No I have a few really hit hard for a second or two then they take it I'm wondering if they can feel the tension with the sinker?


----------



## Salmonid (Apr 14, 2004)

Here is what I would do, Id loose the leader, put sinker about 12" above the hook above a swivel and then id switch to a circle hook, usually a 3/0 when im fishing a lake loaded with dinks and then use baits no bigger around then a quarter, slightly smaller even. if there worth hooking, youll get them, use a strong rod holder and let the circles do there job of hooking them before you even get out of the chair, if there dinks and cant eat that size bait, trust me you need to move, that will catch them down to about 9-10" 

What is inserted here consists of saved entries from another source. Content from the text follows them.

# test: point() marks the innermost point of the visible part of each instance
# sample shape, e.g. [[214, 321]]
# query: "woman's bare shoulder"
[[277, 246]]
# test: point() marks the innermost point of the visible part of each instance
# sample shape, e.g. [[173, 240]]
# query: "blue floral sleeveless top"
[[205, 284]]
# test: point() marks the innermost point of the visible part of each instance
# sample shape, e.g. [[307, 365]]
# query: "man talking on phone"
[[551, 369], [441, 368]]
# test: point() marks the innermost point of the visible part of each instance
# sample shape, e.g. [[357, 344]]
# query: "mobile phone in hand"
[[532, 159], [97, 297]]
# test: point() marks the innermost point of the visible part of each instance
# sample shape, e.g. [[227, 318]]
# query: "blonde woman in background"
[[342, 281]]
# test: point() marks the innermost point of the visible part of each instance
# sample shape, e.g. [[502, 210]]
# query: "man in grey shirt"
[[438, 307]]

Any chance your in a lake with perch, they will peck the crap out of baits, as will gar, hybrid stripers and saugeyes. what lake you fishing? if we knew we could give better info based on ave fish size there as well as what other species are in their

Salmonid


----------



## rustyfish (Apr 27, 2004)

Even a 2 pound channel can drag your rod into the drink if he decides to run with and get a good grip on cut bait. Smaller cats can still hit hard. I have had little one almost get away with my rod a few times.

I use a 6/0 for flathead, and a 3 or maybe a 4 for channels. I would go down to a 2 if I just wanted to catch anything. I use Gama Octos but many guys like circles. 

How big are the shad you use and how big do you cut them.

I dont think steel leaders are needed but that just my opinion


----------



## backlashed (Mar 19, 2011)

I agree, ditch the steel leader. Use mono if you feel like you need one. 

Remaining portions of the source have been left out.